News Leader 9 was there as they got into vans to go to corners where the women work, in the dark of night, with a rose in hand and a handwritten card with messages like "There is Hope."

Out of Darkness has rescued at least 300 women in Atlanta in 2016 so far. In those vans, they pray for their safety and for the women they will encounter.

"People who are so familiar with darkness, they know dark, they can recognize light...and so when they see us come on outreach, when they encounter the Lord, they know what it is," Dow said.

And if they want out, sex trafficking victims call the "Out of Darkness" hotline, then can be picked up in vans like this, for long-term restoration - like this Columbus woman needed.

"None of the promises panned out and it was just a deep, dark place for me to be," former call girl Sandra Overly said.

Military veteran Sandra Overly remembers living in Washington D.C., desperate for money.

"I was trying to raise my daughter by myself. I couldn't even afford to feed her, I was having trouble making the rent," Overly said.

She tells us, she was dating a secret service agent, who encouraged her to enter the world of sex trafficking for fast cash. She became a "call girl" at 27 years old, having sex with strangers off-and-on for months.

"I really felt like there's no hope, I'm stuck here, there's nothing else I can do," Overly said. "My mom caught wind of what was going on, and she came up and got me."

"We actually have rescue teams that if a girl states I want out right now, this minute, if it's 3 in the morning on a Sunday night, there will be people who get out of bed and go and pick them up and bring them to a safe house," Dow said. 

Those who choose to be prostitutes are also victims, not choosing to be held in sexual bondage, according to Lt. Dent-Fitzpatrick. She speaks to groups about sex trafficking and helps track down traffickers in the Fountain City, saying there's plenty of target places and days here too.

"When the traffickers learn there's going to be a major event in town, they bring their goods or their wares here for selling," said Lt.
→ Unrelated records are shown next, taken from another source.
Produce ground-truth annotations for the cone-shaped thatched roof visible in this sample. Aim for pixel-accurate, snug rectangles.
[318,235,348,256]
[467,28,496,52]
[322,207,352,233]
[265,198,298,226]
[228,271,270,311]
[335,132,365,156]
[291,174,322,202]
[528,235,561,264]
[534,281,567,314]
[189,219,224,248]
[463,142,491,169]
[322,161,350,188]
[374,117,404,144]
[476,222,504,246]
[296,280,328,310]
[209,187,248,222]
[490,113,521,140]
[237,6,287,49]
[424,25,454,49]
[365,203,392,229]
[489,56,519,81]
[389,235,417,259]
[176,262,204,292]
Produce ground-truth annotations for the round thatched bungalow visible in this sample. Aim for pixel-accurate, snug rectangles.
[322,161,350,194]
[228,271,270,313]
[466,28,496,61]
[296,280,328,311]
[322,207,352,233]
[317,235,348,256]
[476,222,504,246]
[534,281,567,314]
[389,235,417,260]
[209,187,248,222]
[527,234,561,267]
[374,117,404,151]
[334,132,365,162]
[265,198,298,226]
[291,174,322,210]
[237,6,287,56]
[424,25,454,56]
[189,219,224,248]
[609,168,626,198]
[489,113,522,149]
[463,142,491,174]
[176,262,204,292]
Dent-Fitzpatrick. 

Though she supports the military, Dow says places in and around Fort Benning can be a target for human traffickers.

"There is what we call a geographic correlation with the commercial sexual exploitation and U.S. military bases around the world," she told News Leader 9.
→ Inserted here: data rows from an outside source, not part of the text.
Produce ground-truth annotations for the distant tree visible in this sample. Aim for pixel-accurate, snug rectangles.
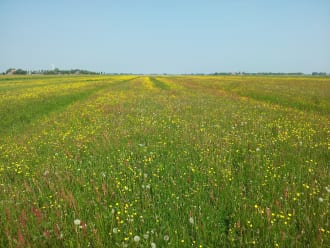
[6,68,15,74]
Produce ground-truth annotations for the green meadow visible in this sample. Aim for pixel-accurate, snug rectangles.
[0,76,330,248]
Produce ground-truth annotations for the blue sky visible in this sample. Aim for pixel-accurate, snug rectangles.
[0,0,330,73]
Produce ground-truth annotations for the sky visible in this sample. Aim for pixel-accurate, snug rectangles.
[0,0,330,74]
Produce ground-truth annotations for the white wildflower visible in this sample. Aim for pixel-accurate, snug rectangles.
[133,235,141,243]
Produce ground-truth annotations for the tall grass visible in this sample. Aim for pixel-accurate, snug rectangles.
[0,76,330,247]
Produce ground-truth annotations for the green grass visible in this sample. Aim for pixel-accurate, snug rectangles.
[0,76,330,247]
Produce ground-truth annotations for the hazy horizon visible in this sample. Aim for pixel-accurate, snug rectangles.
[0,0,330,74]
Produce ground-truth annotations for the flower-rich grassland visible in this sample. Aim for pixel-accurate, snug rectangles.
[0,76,330,248]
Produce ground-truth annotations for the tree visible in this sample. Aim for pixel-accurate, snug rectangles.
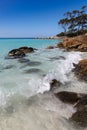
[58,6,87,35]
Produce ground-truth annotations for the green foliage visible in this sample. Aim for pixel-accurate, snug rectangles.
[58,6,87,36]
Making people aware it's a significant problem in Columbus is a goal for retired pediatrician Joseph Zanga.

"Let everybody know it (sex trafficking) exists, it exists here in Columbus," Dr. Zanga added.

As the co-chair of the local Rotary Club's human sex trafficking committee, Dr. Zanga warns parents that certain social media is prone to predators and young victims.

"They are enticed to meet someone at the mall, meet someone at the park and they get trapped, kidnapped," Dr. Zanga said.

Avoiding the trap takes seeing the red flags. Police says the first one is truancy, or a child missing school. There are also things to watch for in your neighborhood.

"Influx of people going in and out, every day all the time, and you see girls being there and they can't come out of the yard," Lt. Dent-Fitzpatrick said. "These people have bar codes on their bodies, who they belong to."

"Because of what I went through, maybe I can help somebody else," said Overly, who is taking action.

This former call girl started a ministry called "Covered" to raise awareness about sex trafficking where we live, with big plans for the future, saying she's in the process of bringing "rescue, outreach and safe house and a hotline here to Columbus."

The youth group from Solid Rock Church in Midland just finished raising $25,000 this year to help the Out of Darkness ministry purchase a much-needed new van for "Princess Nights" and rescuing sex trafficking victims.

For parents worried about their children, Columbus police advise you to: be brutally honest about not sending inappropriate pictures to anyone; keep your computer in a neutral area, monitor their internet activity and smart phones; and don't allow your kids to a house where you don't know what's going on.